Punjab National Bank, the majority owner of PNB Metlife, will offer a portion of its stake in the company along with its joint venture partner Metlife Inc. Other institutional investors and corporate shareholders will offer a portion of their stake in this IPO. Following this IPO, PNB Metlife will join the list of Indian insurance companies that have gone public.

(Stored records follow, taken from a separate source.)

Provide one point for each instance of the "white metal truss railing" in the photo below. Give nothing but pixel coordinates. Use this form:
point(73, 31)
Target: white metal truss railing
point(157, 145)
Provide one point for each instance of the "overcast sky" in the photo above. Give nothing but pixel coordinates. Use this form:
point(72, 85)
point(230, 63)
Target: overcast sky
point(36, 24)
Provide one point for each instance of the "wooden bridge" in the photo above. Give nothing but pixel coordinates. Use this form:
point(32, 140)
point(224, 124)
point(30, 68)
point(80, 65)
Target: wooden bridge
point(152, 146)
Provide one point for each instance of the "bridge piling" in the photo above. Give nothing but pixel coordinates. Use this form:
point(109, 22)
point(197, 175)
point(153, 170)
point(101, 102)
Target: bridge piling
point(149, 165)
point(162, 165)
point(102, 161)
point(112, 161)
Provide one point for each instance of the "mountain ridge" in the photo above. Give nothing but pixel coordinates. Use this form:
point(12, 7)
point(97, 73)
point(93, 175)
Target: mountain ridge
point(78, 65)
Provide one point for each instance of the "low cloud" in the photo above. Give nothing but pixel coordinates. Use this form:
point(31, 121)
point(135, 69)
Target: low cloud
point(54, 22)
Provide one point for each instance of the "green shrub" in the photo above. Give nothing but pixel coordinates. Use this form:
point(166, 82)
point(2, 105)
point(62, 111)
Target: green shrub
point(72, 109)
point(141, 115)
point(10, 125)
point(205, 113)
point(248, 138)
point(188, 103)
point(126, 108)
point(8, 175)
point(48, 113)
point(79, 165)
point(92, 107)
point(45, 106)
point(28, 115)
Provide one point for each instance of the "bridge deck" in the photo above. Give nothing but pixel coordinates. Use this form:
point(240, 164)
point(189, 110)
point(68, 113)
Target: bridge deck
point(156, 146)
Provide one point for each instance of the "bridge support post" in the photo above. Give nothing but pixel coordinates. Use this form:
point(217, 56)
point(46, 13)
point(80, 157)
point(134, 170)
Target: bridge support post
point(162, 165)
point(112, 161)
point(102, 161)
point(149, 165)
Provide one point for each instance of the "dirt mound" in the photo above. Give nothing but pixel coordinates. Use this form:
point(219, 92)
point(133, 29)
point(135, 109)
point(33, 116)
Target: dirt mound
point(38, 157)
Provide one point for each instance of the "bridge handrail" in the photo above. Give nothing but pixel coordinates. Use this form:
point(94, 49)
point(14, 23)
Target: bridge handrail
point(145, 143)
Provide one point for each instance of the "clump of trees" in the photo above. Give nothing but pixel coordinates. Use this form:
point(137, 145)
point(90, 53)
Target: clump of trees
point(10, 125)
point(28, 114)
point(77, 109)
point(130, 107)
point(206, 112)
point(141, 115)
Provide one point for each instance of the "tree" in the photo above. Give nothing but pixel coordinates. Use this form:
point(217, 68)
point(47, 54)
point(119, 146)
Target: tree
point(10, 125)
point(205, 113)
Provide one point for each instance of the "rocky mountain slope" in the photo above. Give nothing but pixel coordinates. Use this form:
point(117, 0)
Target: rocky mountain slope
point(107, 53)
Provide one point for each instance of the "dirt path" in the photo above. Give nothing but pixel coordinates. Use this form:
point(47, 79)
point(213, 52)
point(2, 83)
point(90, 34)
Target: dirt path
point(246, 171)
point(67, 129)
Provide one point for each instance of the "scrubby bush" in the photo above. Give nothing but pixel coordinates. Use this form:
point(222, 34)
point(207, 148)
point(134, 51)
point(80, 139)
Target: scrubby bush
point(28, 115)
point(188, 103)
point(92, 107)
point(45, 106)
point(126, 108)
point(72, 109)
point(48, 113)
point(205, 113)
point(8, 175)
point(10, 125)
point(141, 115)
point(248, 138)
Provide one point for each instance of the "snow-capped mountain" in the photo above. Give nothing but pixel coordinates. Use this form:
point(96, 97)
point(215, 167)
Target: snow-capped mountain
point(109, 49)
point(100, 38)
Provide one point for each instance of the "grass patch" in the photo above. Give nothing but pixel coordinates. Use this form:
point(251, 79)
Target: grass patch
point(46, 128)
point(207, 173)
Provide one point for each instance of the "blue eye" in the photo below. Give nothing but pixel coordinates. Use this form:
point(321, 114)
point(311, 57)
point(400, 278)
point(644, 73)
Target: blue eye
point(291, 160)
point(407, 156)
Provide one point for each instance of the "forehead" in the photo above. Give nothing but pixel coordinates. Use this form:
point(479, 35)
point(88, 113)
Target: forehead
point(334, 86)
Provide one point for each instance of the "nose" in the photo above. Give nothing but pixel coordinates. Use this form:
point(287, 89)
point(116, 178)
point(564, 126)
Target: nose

Some of the other insurance companies that have gone public in India include National Insurance, HDFC Standard Life Insurance, Reliance General, ICICI Lombard, etc. The first ever life insurance company to go public in India was ICICI Prudential, which successfully completed its IPO last year.
1 August 2018
According to the latest regulatory data, life insurance companies have unclaimed money amounting to Rs.15,167 crore with them. Based on this, the Insurance Regulatory and Development Authority of India (IRDAI) has asked insurance companies to settle old insurance claims after identifying the policyholders/beneficiaries that are eligible to receive settlements.
As on 31 March 2018, LIC had Rs.10,509 crore in unclaimed money with it. Similarly, the 22 private-sector life insurance firms together had unclaimed money amounting to Rs.4,657.45 crore with them. Insurance firms in India are required to update data regarding unclaimed amounts on their official websites every six months.
31 July 2018
With the penetration of insurance in the country pretty low as compared to other countries but the numbers increasing by the day, according to a report by LiveMint, SBI Life seems to lead the way. Already the most successful bank in the country, SBI is also looking to dominate the Life Insurance Sector. According to the report, SBI Life experienced a drop in the persistency ratio in the 61st month, but other than that, the company has upped the bar with regard to persistency. For example, in the 13nth month, the ratio improved to 82.25% but dropped in the 61st month from 45.71% from 44.17%. According to the report, the life insurer has grown is premium base by over 15% over every quarter and as compared to HDFC Standard Life Insurance Co. Ltd, and ICICI Prudential Life Insurance Co. Ltd., its stocks are traded 2.5 times more. According to the source, the key to SBI Life’s persistency has been the fact that their customers have stuck with the insurer for their service for the many years from their inception. Their ever evolving adoption of technology and customer service has been the key.